Vos enfants se pensent «caramel», parce que votre mari est «vanille» et vous «chocolat» (2). Ils portent des prénoms africains et un patronyme français du Sud-Ouest, et cela vous ravit. Vous ne vous êtes aperçue que vous étiez noire qu’à votre arrivée à Paris. Votre père, qui luttait alors contre un cancer, tenait à ce que vous veniez étudier en France, comme il l’avait fait. Dans les années 60, vos parents militaient pour les indépendances africaines et se sont rencontrés à la cité universitaire d’Antony. Lui était fils de tirailleur sénégalais et pupille de la nation. Elle se nommait Mireille Bronner, mi-allemande mi-togolaise. Il a fait de la politique et des affaires, devenant PDG de Canal + Afrique. Elle était juriste de haut vol, présidente du Conseil constitutionnel du Sénégal. Il était musulman, elle était catholique, «assez tradi», mais vous faisait réciter Rimbaud et chanter Brassens. Vous êtes «athée» depuis que le décès de votre père vous a appris que le ciel était vide. Mais vous rêvez du «rapport apaisé à la religion» du pays fantasmé de votre enfance. Il vous a d’ailleurs fallu attendre la mort de votre mère pour demander la nationalité française. Vos trois sœurs sont bien plus âgées que vous. Elles sont pharmacienne, banquière et conseillère à l’ONU. C’est elles que vous avez appelées quand il s’est agi de sortir de l’ombre.

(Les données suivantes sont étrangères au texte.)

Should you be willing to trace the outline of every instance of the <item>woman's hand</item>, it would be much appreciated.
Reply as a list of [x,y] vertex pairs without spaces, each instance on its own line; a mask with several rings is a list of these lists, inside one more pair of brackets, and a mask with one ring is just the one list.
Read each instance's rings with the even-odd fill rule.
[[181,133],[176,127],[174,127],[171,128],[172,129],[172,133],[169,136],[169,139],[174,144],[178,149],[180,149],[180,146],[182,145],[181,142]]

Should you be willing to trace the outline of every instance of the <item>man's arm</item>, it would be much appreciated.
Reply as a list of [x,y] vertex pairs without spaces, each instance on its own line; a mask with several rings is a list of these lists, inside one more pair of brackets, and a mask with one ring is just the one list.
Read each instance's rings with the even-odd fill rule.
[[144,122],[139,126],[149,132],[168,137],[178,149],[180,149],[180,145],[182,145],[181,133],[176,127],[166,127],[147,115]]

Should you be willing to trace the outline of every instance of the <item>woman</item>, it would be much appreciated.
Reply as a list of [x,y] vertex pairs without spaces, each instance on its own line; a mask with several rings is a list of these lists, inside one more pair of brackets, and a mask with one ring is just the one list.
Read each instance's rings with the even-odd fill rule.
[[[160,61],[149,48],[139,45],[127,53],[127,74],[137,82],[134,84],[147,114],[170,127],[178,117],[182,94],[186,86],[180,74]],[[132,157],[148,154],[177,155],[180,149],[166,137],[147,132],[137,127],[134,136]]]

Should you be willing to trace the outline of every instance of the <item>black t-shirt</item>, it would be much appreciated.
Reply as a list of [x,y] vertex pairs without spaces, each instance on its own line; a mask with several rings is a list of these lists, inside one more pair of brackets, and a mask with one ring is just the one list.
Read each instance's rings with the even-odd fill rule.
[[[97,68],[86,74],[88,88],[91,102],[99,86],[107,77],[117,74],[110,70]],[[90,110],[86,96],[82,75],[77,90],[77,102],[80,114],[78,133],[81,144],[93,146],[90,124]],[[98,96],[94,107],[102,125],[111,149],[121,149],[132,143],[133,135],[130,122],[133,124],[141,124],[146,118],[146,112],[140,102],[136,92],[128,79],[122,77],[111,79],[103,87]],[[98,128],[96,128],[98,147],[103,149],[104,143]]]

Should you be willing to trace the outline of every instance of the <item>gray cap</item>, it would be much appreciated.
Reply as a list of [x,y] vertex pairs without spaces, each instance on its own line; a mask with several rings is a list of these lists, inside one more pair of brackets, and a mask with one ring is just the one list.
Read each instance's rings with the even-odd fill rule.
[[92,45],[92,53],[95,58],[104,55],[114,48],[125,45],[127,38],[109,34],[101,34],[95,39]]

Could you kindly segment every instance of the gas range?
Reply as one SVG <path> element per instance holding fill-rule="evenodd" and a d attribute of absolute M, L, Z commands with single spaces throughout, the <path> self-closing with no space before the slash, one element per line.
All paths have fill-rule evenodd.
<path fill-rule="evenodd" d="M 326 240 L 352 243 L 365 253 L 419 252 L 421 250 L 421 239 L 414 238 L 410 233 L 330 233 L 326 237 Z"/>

On parle des tenues de Macron, de ses chaussettes qui se voyaient quand il se tenait debout, «fashion no-no» auquel il a fallu mettre bon ordre. Vous aimez coudre, en manuelle à qui il plaît de démonter les machines pour voir ce qu’elles ont dans le ventre. Le jour de notre rencontre, vous portez une robe noir et jaune qui vient de chez «Héroïnes», «oui, avec un "s"». Elle va bien à une silhouette que vous qualifiez, avec allégresse, de «rondouillette». Et, tout en vous tâtant les bourrelets, vous ajoutez : «Ça convient à celles qui ont du bidou.» Du bidon ? Non, non, «du bidou» !
Chère Sibeth, ce mot assez chou vaudra une perpétuelle indulgence à la terrible macronista que vous demeurez avant tout.
(1) Le Point du 2 août 2018.
(2) Le Parisien du 7 avril.
1979 Naissance à Dakar.
1986 Arrive en France.
2002 Prend sa carte au Parti socialiste.
Mai 2017 Conseillère presse à l’Elysée.
Mars 2019 Porte-parole du gouvernement Edouard Philippe.